From: | compilers@is-not-my.name |
Newsgroups: | comp.compilers |
Date: | Sun, 22 Apr 2012 22:11:50 -0000 |
Organization: | Compilers Central |
References: | 12-04-056 |
Keywords: | interpreter |
Posted-Date: | 22 Apr 2012 21:42:49 EDT |
Uli Kusterer <ulimakesacompiler@nospam.googlemail.com> wrote:
> IMO if you know assembler or BASIC and general algorithms (i.e. you
> could implement a binary tree and walk its nodes), and you can somehow
> figure out what bytes your code gets compiled to (at worst by writing
> a dummy assembler program and looking at what bytes show up between a
> bunch of nop instructions whose bytes you know), you should be able to
> at least get a basic working knowledge of how a compiler works. Just
> write the naive approach of how you would design any program.

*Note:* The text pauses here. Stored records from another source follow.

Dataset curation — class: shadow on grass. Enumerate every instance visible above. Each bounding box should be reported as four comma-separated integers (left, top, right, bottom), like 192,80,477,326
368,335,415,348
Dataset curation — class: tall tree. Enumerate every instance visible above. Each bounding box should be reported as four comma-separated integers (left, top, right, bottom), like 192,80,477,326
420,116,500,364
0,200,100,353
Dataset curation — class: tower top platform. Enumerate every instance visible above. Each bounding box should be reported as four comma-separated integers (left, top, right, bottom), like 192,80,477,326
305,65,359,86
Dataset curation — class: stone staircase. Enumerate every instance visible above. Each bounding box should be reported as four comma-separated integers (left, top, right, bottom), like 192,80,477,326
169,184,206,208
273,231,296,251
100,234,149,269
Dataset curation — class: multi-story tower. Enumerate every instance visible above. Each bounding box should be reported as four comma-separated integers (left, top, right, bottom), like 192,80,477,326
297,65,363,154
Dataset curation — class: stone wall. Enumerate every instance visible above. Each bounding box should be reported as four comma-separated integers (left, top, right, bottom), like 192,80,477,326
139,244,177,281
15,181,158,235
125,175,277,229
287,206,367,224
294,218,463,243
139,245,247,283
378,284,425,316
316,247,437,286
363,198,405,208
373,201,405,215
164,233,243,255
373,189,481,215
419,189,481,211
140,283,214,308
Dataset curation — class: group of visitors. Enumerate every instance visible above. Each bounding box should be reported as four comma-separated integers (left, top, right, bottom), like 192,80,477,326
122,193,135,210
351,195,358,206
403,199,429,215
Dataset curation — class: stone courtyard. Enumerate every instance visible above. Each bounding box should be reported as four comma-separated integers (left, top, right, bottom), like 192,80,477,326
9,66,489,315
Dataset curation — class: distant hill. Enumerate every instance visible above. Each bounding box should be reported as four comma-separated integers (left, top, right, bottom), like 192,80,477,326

I have written a few interpreters and I thought about winging it but I
realize there is a science to compiling and there are right and wrong ways
to do things. I would like to do things the right way but maybe with my weak
background and broken undergrad CS degree that is expecting too much.
snip
> Is that un-computer-sciencey enough? This blog post may help with the basics
> of my code generation approach:
> http://orangejuiceliberationfront.com/generating-machine-code-at-runtime/ (but
> it's C, and Intel, and badly wrapped by the new theme of my blog).
Thanks, I found your comments very useful. Seems like a good summary.